ABDULLAH ZAKI | Washington, DC


When Abdullah Zaki arrived to lead Kelly Miller Middle School in 2010, five principals had come and gone in as many years. “The perception was that the school was kept open so neighborhood kids had somewhere to go, but there was no hope for a decent education.” Zaki first focused on containing chaos, requiring supervision in the halls and setting clear consequences for poor behavior. He then brought order to instruction, introducing an aligned curriculum, common assessments, tutoring for struggling students, and accelerated classes for advanced ones. By 2014, suspensions and truancy had plummeted, achievement had soared, and Zaki had been named DC Public Schools’ Principal of the Year. Today, he applies that passion for student success as Principal of Paul Laurence Dunbar High School.

“When you step into a school with a challenging culture, change doesn’t happen all at once.
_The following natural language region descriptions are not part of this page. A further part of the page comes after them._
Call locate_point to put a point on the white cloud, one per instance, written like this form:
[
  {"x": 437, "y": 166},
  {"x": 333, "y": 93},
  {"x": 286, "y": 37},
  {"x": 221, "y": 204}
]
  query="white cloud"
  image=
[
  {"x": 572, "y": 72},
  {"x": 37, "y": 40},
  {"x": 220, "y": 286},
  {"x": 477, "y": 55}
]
But being in a position to turn kids’ lives around is some of the most important work there is.”



When Sondra Davis took over leadership of her school’s fifth- and sixth-grade English teams at Owen Elementary Scholastic Academy, instruction was uneven and so was the belief that students could do better. Davis knew she had to nurture a shared culture of high expectations while also supporting teachers to meet them. She helped team members develop targeted intervention plans and cultivated a sense of accountability among students too. “When students took ownership of their learning, the teachers got excited.” By year’s end, teachers were conducting peer observations and data analysis independently, and English proficiency had skyrocketed. Owen’s principal was so thrilled that she asked Davis to mentor all new teachers at the school.

“I saw the importance of setting a vision and fostering teachers’ personal accountability for following through. You have to let go of the reins, because you won’t always be there.”




When Katherine Acosta-Verprauskus became principal of Montalvin Manor Elementary School, where 53 percent of students are English learners, she was the only staff member who spoke Spanish, and campus signs warned: “No Parents Allowed.” She tore down the signs, translated during meetings, and established new programs for families, including “Parent University” to foster understanding of their children’s academic needs: “It raises the stakes for teachers when parents ask specific questions about their child’s progress.” By engaging families in this way, Acosta-Verprauskus conveyed that she wants for their children the same thing she received as a young immigrant from Peru: the academic preparation and emotional support to complete college and pursue their dreams.

“Building trust with families is essential. Forging those connections shifts student thinking and creates the opportunity for us to dramatically change their futures.”



Karisa DeSantis has a gift for helping the most-challenged students to learn. When she noticed a teacher muttering, “they’re never going to get it,” she addressed it directly and immediately: “Do you want to be the negative teacher or the one with a plan?” She brought those high expectations to her role as the sixth-grade team lead at First Avenue School, setting up data systems and implementing peer coaching to strengthen instruction and help students meet ambitious reading goals. The result: sixth graders outperformed their Newark peers on state English language arts exams. Today, DeSantis is assistant principal at Raphael Hernandez School of Performing Arts, where she is taking steps to foster collaboration and peer coaching among teachers.

“Leadership is developing and empowering others. It’s about allowing them to take ownership, see it work, and build the confidence that they’re capable.”